Il faut cependant relativiser cette « perte » dans le cas des smartphones. Les petits capteurs limitent les effets de perspectives « puissantes ». Cette perte est plus marquée à mesure que les capteurs grossissent – le recadrage 50 mm de l’optique 28 mm du Leica Q2 n’a certainement pas le punch d’un vrai 50 mm ! Nous sommes ici ravis qu’Apple récupère cette bonne idée des terminaux Android.
24 mm : seulement 2 mm en plus, mais un vrai bénéfice !
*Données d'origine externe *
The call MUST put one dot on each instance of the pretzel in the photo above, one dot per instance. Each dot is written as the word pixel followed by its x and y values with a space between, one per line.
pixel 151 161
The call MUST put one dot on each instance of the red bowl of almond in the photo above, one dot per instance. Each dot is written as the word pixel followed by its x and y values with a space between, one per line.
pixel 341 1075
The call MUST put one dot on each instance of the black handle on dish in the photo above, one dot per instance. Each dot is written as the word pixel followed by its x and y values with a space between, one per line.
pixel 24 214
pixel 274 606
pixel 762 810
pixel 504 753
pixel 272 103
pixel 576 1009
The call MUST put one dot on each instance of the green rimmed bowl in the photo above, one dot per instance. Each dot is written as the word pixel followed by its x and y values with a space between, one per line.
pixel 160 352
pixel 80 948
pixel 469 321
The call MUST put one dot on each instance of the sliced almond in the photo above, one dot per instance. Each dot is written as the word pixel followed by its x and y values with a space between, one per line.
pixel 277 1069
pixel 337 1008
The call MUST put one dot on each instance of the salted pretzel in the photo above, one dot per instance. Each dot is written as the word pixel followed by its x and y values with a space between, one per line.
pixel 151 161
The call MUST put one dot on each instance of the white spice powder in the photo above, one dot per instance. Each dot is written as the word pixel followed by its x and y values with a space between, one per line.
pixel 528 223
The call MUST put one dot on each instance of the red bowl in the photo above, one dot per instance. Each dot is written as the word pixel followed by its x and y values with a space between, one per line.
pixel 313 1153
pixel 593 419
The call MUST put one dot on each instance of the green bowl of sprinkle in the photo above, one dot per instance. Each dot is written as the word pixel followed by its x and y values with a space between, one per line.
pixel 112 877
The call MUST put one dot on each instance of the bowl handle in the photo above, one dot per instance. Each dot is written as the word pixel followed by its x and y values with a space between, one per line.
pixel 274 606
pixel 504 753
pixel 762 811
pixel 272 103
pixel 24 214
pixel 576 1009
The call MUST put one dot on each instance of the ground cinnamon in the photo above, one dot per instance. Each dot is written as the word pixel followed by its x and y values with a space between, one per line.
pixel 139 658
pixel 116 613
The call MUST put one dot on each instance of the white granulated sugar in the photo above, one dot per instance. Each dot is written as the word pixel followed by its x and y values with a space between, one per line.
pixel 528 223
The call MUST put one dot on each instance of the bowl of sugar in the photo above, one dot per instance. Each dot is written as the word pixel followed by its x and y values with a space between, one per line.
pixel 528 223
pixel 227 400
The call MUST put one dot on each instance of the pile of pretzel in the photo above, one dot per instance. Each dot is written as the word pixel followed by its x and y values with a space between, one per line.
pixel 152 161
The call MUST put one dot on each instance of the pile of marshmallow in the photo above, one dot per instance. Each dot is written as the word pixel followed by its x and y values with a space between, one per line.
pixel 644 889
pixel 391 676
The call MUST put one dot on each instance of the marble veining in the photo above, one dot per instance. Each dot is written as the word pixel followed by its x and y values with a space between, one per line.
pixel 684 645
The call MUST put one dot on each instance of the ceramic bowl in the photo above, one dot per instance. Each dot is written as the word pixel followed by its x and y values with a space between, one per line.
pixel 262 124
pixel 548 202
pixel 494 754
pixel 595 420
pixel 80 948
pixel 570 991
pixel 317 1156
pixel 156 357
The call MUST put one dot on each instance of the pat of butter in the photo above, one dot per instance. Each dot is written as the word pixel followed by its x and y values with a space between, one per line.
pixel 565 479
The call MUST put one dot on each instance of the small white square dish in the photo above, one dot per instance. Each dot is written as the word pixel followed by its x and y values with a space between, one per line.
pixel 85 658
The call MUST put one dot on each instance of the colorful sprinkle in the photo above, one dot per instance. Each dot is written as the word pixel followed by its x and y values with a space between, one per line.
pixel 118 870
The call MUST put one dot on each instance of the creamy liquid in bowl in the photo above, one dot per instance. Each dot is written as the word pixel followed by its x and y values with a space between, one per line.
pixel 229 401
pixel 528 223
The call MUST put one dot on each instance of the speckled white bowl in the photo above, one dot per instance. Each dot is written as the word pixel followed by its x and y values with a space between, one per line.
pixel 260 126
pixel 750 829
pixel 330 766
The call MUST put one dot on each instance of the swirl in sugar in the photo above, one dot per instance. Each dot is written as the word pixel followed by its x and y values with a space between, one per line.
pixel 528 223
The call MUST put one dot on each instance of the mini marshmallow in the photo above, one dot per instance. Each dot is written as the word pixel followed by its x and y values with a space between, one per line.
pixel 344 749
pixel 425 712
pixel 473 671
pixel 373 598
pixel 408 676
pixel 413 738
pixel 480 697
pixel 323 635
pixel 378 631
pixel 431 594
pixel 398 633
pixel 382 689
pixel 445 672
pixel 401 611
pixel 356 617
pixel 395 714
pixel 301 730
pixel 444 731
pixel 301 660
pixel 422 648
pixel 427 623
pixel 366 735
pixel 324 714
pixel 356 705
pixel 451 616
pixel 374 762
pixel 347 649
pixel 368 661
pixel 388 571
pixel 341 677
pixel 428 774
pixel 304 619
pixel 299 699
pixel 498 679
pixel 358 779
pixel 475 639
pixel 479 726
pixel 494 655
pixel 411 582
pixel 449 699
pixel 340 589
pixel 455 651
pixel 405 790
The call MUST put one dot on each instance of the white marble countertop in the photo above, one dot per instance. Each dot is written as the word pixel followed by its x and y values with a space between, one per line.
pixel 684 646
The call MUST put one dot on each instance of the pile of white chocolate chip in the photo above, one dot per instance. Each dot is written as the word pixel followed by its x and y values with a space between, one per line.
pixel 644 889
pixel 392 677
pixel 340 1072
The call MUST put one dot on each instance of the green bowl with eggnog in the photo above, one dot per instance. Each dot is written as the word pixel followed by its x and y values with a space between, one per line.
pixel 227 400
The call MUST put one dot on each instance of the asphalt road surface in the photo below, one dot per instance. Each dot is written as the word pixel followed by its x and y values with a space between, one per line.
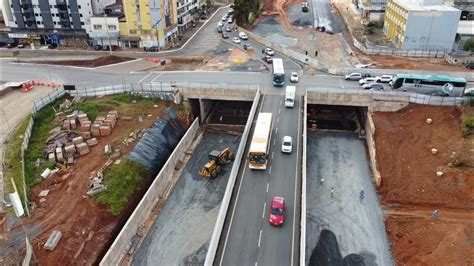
pixel 249 239
pixel 358 224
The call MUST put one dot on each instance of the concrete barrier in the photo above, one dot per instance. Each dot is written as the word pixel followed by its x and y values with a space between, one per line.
pixel 157 191
pixel 370 133
pixel 216 234
pixel 303 186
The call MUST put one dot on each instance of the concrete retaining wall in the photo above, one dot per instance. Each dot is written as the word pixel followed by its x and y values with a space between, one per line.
pixel 303 186
pixel 216 234
pixel 149 201
pixel 370 136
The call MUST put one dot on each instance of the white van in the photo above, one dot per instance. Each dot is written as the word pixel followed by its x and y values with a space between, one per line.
pixel 290 96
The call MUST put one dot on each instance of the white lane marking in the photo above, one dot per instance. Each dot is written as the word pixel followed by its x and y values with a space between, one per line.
pixel 233 211
pixel 157 76
pixel 145 77
pixel 296 182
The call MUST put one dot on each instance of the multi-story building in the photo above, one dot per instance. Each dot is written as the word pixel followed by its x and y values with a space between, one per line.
pixel 148 23
pixel 187 12
pixel 48 21
pixel 421 25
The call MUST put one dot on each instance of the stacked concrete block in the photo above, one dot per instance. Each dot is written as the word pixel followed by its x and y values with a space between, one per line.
pixel 69 149
pixel 86 135
pixel 91 142
pixel 82 148
pixel 95 130
pixel 77 140
pixel 67 124
pixel 105 130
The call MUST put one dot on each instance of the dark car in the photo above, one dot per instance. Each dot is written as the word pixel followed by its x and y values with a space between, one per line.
pixel 11 45
pixel 151 49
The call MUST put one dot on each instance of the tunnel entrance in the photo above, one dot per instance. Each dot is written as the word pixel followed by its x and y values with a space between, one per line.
pixel 335 117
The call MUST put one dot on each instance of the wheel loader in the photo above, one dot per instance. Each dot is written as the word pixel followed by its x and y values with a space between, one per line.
pixel 217 159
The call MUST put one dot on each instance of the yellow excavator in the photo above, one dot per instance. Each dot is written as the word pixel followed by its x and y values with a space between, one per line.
pixel 217 159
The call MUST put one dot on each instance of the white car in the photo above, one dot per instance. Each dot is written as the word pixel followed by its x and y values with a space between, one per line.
pixel 384 78
pixel 294 77
pixel 287 144
pixel 243 36
pixel 367 80
pixel 353 76
pixel 269 51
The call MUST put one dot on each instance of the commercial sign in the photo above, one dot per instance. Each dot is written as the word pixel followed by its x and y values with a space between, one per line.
pixel 17 35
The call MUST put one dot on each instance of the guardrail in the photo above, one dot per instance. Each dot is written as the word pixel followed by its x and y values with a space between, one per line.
pixel 148 203
pixel 303 186
pixel 216 234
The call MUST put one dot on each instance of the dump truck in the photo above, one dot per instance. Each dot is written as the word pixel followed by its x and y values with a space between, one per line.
pixel 217 159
Après être resté des années « bloquée » à 26 mm, Apple s’aligne enfin sur la concurrence en matière de couverture angulaire de son module caméra principal et propose un 24 mm (en équivalent 24×36). Comme à son habitude, Apple ne cherche pas à être mieux disant, mais tient à maîtriser l’outil. Et la maîtrise est là : les déformations sont parfaitement corrigées, le rendu de l’image est très homogène et très précis. Contrairement à certaines marques assez inconstantes en matière de qualité optique.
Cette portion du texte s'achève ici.